What it takes to defend against a class-action lawsuit

by | Jun 14, 2021 | Business Litigation |

It’s an unfortunate truth of the business world that no company is immune from the possibility of having to defend against a class-action lawsuit. Whether your company manufactures consumable products or provides a service, there’s always the possibility that enough plaintiffs will band together to form a class and bring a suit against you, which can be devastating to have to confront. Luckily, there are ways of defeating the formation of these classes so that you can deal with each plaintiff’s claim individually.

The requirements for bringing a class-action suit

In order for a group of plaintiffs to pool their suits against you into one class-action suit, they have to demonstrate to the court that they meet certain requirements. Essentially, the plaintiffs’ claims – and the relief sought – must be so similar that it makes sense for the court to allow them to combine their claims.

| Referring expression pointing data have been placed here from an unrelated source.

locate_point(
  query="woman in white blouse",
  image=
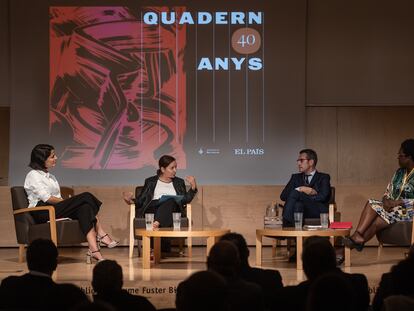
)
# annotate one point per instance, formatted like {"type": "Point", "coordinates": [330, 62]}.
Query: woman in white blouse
{"type": "Point", "coordinates": [42, 188]}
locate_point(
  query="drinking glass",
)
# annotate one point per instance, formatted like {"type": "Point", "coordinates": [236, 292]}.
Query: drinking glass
{"type": "Point", "coordinates": [149, 221]}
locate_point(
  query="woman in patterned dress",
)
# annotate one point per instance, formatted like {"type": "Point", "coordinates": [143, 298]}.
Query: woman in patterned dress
{"type": "Point", "coordinates": [396, 204]}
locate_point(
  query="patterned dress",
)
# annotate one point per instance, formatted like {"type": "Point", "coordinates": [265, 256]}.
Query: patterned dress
{"type": "Point", "coordinates": [400, 187]}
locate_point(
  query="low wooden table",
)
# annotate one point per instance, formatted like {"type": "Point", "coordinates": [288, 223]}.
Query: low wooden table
{"type": "Point", "coordinates": [212, 236]}
{"type": "Point", "coordinates": [299, 235]}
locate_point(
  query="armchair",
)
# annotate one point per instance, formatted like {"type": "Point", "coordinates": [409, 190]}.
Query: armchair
{"type": "Point", "coordinates": [60, 232]}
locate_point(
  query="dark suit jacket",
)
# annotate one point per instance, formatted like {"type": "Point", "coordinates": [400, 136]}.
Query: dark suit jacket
{"type": "Point", "coordinates": [143, 199]}
{"type": "Point", "coordinates": [26, 292]}
{"type": "Point", "coordinates": [321, 182]}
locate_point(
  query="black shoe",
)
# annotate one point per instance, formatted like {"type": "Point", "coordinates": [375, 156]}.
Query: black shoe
{"type": "Point", "coordinates": [339, 260]}
{"type": "Point", "coordinates": [292, 258]}
{"type": "Point", "coordinates": [349, 242]}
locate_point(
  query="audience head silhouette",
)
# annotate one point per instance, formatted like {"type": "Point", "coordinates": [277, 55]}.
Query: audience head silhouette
{"type": "Point", "coordinates": [239, 241]}
{"type": "Point", "coordinates": [328, 292]}
{"type": "Point", "coordinates": [42, 256]}
{"type": "Point", "coordinates": [318, 257]}
{"type": "Point", "coordinates": [107, 277]}
{"type": "Point", "coordinates": [224, 259]}
{"type": "Point", "coordinates": [202, 291]}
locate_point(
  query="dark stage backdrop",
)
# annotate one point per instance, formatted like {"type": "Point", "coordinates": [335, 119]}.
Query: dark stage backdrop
{"type": "Point", "coordinates": [220, 85]}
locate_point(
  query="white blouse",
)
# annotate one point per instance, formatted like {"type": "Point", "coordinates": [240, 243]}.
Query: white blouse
{"type": "Point", "coordinates": [163, 188]}
{"type": "Point", "coordinates": [40, 186]}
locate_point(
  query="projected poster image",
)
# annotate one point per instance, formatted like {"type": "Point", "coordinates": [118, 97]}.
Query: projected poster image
{"type": "Point", "coordinates": [117, 87]}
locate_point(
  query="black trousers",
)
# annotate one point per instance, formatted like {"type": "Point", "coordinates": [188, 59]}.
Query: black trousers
{"type": "Point", "coordinates": [163, 211]}
{"type": "Point", "coordinates": [163, 214]}
{"type": "Point", "coordinates": [84, 207]}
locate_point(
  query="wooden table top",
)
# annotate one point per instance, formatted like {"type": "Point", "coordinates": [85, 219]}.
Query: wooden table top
{"type": "Point", "coordinates": [292, 232]}
{"type": "Point", "coordinates": [183, 232]}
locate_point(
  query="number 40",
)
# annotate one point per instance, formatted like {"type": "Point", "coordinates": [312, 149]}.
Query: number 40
{"type": "Point", "coordinates": [246, 40]}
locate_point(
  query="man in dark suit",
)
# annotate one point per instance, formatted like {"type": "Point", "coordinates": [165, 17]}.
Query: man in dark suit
{"type": "Point", "coordinates": [308, 191]}
{"type": "Point", "coordinates": [32, 290]}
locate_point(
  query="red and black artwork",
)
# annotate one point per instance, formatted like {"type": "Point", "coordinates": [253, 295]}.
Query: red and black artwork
{"type": "Point", "coordinates": [117, 87]}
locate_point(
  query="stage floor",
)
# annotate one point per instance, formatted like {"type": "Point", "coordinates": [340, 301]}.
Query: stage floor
{"type": "Point", "coordinates": [159, 283]}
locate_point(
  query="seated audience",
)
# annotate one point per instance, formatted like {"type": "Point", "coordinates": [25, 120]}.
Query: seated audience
{"type": "Point", "coordinates": [398, 303]}
{"type": "Point", "coordinates": [164, 183]}
{"type": "Point", "coordinates": [107, 281]}
{"type": "Point", "coordinates": [65, 297]}
{"type": "Point", "coordinates": [202, 291]}
{"type": "Point", "coordinates": [396, 204]}
{"type": "Point", "coordinates": [224, 259]}
{"type": "Point", "coordinates": [33, 289]}
{"type": "Point", "coordinates": [331, 292]}
{"type": "Point", "coordinates": [319, 259]}
{"type": "Point", "coordinates": [399, 281]}
{"type": "Point", "coordinates": [270, 281]}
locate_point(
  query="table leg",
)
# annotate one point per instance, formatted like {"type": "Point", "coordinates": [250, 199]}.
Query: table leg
{"type": "Point", "coordinates": [146, 250]}
{"type": "Point", "coordinates": [258, 249]}
{"type": "Point", "coordinates": [157, 249]}
{"type": "Point", "coordinates": [210, 242]}
{"type": "Point", "coordinates": [299, 249]}
{"type": "Point", "coordinates": [347, 257]}
{"type": "Point", "coordinates": [190, 247]}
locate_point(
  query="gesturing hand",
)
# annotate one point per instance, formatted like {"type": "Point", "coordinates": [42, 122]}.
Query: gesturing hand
{"type": "Point", "coordinates": [191, 181]}
{"type": "Point", "coordinates": [128, 197]}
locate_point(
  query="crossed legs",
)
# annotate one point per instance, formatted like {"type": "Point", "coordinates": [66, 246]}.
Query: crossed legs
{"type": "Point", "coordinates": [369, 224]}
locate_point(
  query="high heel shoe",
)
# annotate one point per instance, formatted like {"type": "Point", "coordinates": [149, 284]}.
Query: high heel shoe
{"type": "Point", "coordinates": [100, 241]}
{"type": "Point", "coordinates": [90, 255]}
{"type": "Point", "coordinates": [349, 242]}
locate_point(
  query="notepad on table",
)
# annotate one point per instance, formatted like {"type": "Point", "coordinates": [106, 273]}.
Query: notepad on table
{"type": "Point", "coordinates": [341, 225]}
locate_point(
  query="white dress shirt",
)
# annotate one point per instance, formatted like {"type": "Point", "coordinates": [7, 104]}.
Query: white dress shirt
{"type": "Point", "coordinates": [40, 186]}
{"type": "Point", "coordinates": [163, 188]}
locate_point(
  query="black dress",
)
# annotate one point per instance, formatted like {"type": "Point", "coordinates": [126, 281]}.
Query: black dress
{"type": "Point", "coordinates": [84, 207]}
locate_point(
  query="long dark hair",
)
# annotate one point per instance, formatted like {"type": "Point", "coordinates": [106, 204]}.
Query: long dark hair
{"type": "Point", "coordinates": [164, 161]}
{"type": "Point", "coordinates": [39, 155]}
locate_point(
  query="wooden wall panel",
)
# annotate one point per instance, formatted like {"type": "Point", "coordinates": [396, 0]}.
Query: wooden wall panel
{"type": "Point", "coordinates": [322, 136]}
{"type": "Point", "coordinates": [4, 150]}
{"type": "Point", "coordinates": [4, 54]}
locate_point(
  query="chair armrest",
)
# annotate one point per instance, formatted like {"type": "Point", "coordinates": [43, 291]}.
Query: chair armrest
{"type": "Point", "coordinates": [49, 208]}
{"type": "Point", "coordinates": [52, 218]}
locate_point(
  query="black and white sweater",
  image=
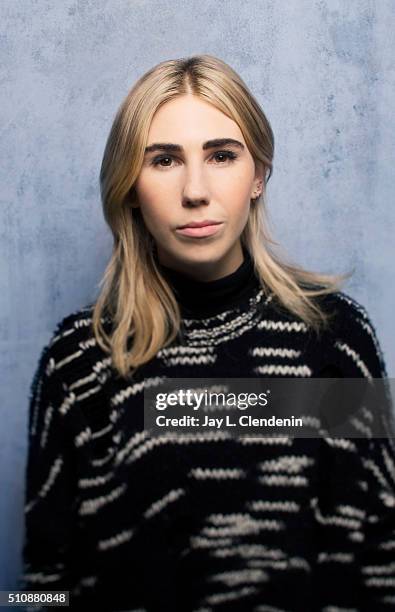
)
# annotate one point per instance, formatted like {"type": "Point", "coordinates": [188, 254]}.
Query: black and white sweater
{"type": "Point", "coordinates": [126, 521]}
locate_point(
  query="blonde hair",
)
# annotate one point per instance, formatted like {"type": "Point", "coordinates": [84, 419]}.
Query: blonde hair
{"type": "Point", "coordinates": [141, 305]}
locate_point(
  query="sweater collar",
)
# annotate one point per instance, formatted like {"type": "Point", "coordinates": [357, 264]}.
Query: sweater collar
{"type": "Point", "coordinates": [199, 299]}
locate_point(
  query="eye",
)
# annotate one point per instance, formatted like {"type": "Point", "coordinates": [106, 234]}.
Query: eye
{"type": "Point", "coordinates": [225, 155]}
{"type": "Point", "coordinates": [229, 155]}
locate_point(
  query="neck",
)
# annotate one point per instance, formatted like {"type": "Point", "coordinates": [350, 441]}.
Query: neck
{"type": "Point", "coordinates": [199, 298]}
{"type": "Point", "coordinates": [207, 271]}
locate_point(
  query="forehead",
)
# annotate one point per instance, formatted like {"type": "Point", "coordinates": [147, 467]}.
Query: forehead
{"type": "Point", "coordinates": [189, 118]}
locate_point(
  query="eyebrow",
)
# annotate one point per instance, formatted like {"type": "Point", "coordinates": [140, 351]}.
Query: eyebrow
{"type": "Point", "coordinates": [209, 144]}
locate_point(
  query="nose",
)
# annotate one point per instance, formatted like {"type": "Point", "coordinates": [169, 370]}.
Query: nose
{"type": "Point", "coordinates": [195, 191]}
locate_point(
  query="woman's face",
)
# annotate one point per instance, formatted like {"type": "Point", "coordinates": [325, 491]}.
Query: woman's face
{"type": "Point", "coordinates": [188, 179]}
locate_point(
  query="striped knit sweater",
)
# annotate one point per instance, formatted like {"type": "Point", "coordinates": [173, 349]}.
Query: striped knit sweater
{"type": "Point", "coordinates": [205, 522]}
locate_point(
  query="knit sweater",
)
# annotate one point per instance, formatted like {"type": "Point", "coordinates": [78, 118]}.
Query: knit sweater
{"type": "Point", "coordinates": [207, 522]}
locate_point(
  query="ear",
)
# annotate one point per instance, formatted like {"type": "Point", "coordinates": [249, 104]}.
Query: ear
{"type": "Point", "coordinates": [259, 180]}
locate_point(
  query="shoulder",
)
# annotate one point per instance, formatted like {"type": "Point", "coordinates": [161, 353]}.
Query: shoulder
{"type": "Point", "coordinates": [72, 350]}
{"type": "Point", "coordinates": [352, 337]}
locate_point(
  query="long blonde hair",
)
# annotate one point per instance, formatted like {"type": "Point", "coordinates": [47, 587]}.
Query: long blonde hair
{"type": "Point", "coordinates": [135, 296]}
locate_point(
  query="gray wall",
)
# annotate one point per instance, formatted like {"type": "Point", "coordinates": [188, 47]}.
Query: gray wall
{"type": "Point", "coordinates": [323, 72]}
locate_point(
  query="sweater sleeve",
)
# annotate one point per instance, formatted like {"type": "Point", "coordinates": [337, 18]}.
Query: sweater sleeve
{"type": "Point", "coordinates": [359, 351]}
{"type": "Point", "coordinates": [50, 484]}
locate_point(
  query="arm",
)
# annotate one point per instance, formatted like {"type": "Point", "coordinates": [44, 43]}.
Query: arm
{"type": "Point", "coordinates": [50, 485]}
{"type": "Point", "coordinates": [362, 354]}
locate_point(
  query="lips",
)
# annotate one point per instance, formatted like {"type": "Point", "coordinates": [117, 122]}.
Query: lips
{"type": "Point", "coordinates": [200, 230]}
{"type": "Point", "coordinates": [199, 223]}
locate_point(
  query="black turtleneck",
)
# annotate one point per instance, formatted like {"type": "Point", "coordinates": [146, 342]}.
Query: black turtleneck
{"type": "Point", "coordinates": [200, 299]}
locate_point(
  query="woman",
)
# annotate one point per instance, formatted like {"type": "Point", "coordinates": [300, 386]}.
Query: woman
{"type": "Point", "coordinates": [126, 521]}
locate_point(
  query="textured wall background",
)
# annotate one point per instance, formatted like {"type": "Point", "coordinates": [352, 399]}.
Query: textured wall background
{"type": "Point", "coordinates": [323, 72]}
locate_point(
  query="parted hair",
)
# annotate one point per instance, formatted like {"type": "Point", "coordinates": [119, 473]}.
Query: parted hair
{"type": "Point", "coordinates": [140, 303]}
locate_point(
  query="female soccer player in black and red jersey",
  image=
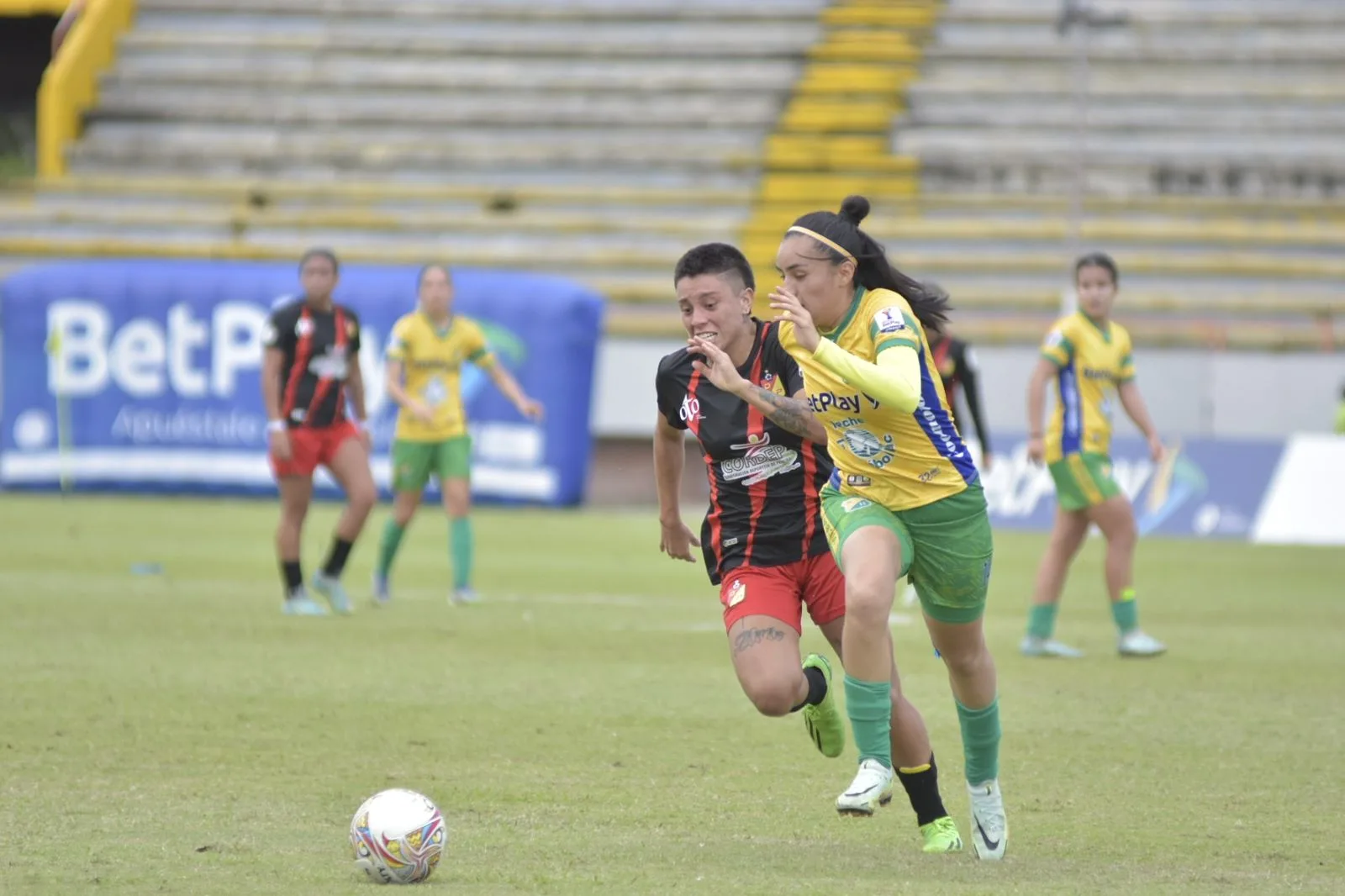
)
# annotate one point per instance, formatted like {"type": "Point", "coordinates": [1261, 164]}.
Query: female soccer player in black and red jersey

To qualify for classification – which is the court’s recognition of the validity of the class, and their right to sue together – the plaintiffs will have to show that there is an injury common to the whole class, and that a court’s final outcome would satisfy the claim of every member of the class.

Defeat the suit before it begins

This classification requirement gives you a chance to prevent the class-action suit from happening in the first place. Your attorney’s strategy will likely be to counter the attempted classification by showing the court why the plaintiffs don’t qualify as a class.

Your attorney can accomplish this by demonstrating that the plaintiffs don’t have similar-enough injuries or claims. It can also be done by showing that one judgment wouldn´t be a just outcome for redressing all the various claims of the class members, and that justice demands that each of them bring their own individual suit.

If you can defeat classification, then each class member will have to bring their own suits against you. Many of them won´t be able or willing to do so due to the costs of litigation or their likely recovery being too low, meaning that you´ll end up with far fewer claims to deal with than if they were to successfully qualify to bring a class-action against you.